A DTC detector has been modeled using the GATE 7.2 Monte Carlo framework. A design having 3.5 mm aluminum absorbers has been suggested based on range accuracy requirements: The detector is modeled based on previous experience with track identification and reconstruction in similar prototypes, such as with the ALICE-FoCal experiment. A water phantom of variable thickness is used for degrading a 230 MeV proton beam to different energies.

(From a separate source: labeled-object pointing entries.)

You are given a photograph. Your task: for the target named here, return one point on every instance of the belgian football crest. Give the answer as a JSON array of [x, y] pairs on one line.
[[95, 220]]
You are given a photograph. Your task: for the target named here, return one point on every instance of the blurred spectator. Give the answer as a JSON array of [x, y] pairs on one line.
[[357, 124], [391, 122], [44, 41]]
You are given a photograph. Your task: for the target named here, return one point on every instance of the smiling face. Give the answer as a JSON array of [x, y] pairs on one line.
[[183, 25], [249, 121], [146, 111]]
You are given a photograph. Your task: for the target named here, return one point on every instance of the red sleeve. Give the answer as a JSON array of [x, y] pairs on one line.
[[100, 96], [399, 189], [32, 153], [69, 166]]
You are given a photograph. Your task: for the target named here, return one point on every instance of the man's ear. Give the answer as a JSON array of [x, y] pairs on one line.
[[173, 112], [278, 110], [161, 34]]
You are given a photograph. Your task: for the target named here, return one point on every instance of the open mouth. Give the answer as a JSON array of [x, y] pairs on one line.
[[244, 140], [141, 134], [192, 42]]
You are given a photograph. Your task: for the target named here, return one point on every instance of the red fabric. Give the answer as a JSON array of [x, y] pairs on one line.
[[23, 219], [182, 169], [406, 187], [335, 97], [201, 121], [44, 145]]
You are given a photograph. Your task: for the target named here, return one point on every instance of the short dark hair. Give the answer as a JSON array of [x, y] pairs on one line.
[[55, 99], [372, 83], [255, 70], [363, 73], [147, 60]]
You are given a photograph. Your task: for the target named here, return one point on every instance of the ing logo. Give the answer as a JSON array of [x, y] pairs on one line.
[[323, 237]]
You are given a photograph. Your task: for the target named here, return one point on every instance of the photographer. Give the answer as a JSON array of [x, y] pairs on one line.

Upon degradation by a water phantom, a proton beam of a up to a few thousands particles in a 100 cm2 area and a mean energy of ~200 MeV is incident on the detector. In this regime, the proton tracks are heavily influenced by multiple Coulomb scattering. Each primary proton is tracked through the detector using a track-following approach, with a search cone depending on the expected scattering. A high quality tracking algorithm improves the detector characteristics in terms of contributing to increased rate capabilities, i.e. a higher incident beam intensity. The tracking quality is evaluated at various incident proton densities [protons / cm2] by the fraction of tracks with correct endpoints. Quantitative evaluation is based on a comparison between the correctly identified and reconstructed proton tracks using the current algorithm and the true proton tracks from Monte Carlo simulations.
Results and conclusion
Preliminary results indicate that at 10 protons / cm2 about 80% of the tracks are correctly identified and reconstructed, the remaining 20% are either “close misreconstructions” or protons that undergo large angle scatter and thus are are wrongly identified.